Today (14th February 2023), Wayne Couzens pleaded guilty to three counts of indecent exposure, one of which he committed four days before he murdered Sarah Everard.
Responding to this, Andrea Simon, Director of the End Violence Against Women Coalition, said:
“We’ve long known that the police aren’t taking so-called ‘lower level’ sexual violence offences like indecent exposure seriously enough. Very few reported cases are investigated and have criminal charges brought against any suspect. The worry is that these types of offences are usually minimised and can even be tolerated as a normal part of life for women and girls, rather than being recognised as part of a dangerous pattern of risky sexual offending behaviour.
If Couzens had been properly investigated and held accountable for his prior offending against women, he would not have been able to abuse his position as a police officer in his crimes against Sarah Everard.
These were not just ‘missed opportunities’ to stop a serial sex offender – they were decisions made by police forces to take no action against him and in doing so, to allow him to continue to target women. If action isn’t taken, it simply reinforces a sex offender’s sense that they can get away with it, and that can lead to a tragic escalation in the seriousness of their offending.

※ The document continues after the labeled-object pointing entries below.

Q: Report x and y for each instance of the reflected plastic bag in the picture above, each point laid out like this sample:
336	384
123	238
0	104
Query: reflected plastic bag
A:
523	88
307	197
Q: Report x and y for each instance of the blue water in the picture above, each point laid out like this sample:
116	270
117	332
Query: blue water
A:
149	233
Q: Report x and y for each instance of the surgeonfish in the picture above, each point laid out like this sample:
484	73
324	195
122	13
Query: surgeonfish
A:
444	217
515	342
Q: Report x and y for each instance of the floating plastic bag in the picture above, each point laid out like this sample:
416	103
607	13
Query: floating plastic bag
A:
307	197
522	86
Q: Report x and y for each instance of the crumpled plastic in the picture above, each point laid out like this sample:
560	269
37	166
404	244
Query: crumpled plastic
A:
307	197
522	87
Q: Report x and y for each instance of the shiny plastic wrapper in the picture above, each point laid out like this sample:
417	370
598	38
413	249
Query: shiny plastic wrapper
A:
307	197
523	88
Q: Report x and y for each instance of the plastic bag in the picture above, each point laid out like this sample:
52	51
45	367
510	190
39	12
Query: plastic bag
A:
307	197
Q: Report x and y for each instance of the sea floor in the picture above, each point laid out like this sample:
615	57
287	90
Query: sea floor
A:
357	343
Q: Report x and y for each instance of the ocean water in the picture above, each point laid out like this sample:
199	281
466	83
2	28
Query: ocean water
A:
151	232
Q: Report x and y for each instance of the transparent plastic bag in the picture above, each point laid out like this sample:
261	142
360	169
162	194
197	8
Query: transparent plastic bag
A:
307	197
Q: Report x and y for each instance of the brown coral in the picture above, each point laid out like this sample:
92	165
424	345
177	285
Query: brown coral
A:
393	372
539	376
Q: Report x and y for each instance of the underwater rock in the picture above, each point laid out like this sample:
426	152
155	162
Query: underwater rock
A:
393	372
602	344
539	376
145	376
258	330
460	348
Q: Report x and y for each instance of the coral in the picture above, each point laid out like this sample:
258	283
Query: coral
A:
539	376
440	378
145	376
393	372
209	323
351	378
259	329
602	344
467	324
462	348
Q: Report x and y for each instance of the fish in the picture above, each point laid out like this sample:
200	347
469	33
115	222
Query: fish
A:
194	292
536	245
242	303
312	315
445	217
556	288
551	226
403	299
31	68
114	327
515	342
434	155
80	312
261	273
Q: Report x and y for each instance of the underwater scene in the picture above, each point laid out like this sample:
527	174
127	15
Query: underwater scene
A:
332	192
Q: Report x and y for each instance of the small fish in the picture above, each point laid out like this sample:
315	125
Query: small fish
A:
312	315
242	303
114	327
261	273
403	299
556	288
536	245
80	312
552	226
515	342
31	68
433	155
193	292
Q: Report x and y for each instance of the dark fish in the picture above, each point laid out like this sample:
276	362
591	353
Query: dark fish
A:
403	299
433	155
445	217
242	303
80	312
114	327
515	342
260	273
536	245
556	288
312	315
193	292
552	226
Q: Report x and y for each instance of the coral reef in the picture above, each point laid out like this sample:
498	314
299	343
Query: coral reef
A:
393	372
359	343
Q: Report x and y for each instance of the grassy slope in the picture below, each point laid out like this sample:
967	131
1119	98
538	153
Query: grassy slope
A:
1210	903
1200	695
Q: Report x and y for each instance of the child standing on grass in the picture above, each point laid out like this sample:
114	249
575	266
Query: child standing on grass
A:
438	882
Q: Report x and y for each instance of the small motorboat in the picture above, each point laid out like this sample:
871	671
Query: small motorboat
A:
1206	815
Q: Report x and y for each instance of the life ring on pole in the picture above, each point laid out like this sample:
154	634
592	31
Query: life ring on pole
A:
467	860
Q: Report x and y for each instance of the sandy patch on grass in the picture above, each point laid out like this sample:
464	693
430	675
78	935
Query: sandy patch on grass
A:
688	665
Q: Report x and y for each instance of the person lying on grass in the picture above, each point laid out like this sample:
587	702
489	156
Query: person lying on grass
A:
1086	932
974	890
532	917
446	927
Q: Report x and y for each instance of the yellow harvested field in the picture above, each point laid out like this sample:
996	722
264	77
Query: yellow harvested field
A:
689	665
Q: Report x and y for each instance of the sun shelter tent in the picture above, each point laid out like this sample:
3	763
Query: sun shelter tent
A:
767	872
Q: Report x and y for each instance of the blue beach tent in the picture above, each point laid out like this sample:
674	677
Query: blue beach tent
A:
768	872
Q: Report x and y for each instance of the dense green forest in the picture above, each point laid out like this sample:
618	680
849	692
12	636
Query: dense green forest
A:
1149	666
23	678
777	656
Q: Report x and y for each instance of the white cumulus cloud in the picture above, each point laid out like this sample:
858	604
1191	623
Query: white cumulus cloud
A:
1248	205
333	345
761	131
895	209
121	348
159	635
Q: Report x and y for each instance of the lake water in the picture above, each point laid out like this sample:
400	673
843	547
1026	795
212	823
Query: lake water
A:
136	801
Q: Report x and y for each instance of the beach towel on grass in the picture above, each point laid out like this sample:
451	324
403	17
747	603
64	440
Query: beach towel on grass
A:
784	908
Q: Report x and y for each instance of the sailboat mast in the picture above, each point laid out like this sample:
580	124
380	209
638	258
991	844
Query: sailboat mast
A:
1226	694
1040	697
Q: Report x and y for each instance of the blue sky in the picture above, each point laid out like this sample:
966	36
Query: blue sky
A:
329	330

In addition, flashing and street harassment is inherently harmful to women and girls, and not solely an indicator of further threat. These incidents are almost universally experienced by women across their lifetimes, and they are often trivialised, dismissed, or laughed about. But when the criminal justice system is failing to prosecute rapists, it doesn’t seem likely that indecent exposure will be taken more seriously. So is it any surprise that women and girls don’t report these incidents?

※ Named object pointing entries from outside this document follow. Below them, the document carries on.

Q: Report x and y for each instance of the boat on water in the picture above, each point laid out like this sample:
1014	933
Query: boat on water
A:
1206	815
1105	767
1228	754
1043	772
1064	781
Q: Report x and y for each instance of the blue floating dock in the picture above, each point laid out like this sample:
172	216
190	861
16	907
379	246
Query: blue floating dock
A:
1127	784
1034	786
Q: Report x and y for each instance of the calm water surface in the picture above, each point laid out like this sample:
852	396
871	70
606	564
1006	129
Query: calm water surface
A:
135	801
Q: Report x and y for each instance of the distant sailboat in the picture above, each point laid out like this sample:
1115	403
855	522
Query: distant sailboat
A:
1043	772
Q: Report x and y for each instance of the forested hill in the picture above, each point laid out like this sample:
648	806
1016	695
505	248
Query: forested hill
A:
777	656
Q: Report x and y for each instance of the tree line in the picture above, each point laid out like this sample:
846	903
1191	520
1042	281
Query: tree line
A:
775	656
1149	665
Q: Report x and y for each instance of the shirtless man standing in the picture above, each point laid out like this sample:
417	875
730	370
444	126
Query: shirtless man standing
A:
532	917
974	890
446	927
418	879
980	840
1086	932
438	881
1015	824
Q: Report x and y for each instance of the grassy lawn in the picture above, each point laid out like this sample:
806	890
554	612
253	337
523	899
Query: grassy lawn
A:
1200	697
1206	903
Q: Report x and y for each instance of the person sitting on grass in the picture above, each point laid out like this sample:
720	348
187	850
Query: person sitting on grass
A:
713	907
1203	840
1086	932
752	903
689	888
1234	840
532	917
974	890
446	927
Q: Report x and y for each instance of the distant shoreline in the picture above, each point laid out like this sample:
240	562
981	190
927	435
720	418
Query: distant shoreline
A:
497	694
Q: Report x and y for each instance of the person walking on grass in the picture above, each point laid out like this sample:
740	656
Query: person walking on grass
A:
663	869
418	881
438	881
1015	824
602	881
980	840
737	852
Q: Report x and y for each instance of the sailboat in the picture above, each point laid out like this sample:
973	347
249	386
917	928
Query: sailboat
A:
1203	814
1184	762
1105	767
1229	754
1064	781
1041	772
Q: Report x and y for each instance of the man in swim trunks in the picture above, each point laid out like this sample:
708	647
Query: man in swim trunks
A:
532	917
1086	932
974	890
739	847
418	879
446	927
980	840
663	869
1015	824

We know that perpetrators don’t go out and kill without any prior indication that they are a danger to women and girls. It is simply inexcusable that we don’t invest time and resource into prevention work, including managing perpetrators and preventing offending from happening in the first place, but also rooting out and challenging the harmful sexist attitudes that underpin violence against women and girls.
A slew of reviews and investigations have found institutional misogyny and racism in our police forces which not only impacts the service they provide to victims, but puts women’s lives at risk.
It’s abundantly clear the current system is failing women and girls. We need a radical overhaul of the police and other criminal justice agencies’ response to violence against women, towards one that takes victims’ accounts seriously, investigates the actions of perpetrators rather than the character and behaviour of victims, and supports all survivors to access justice.”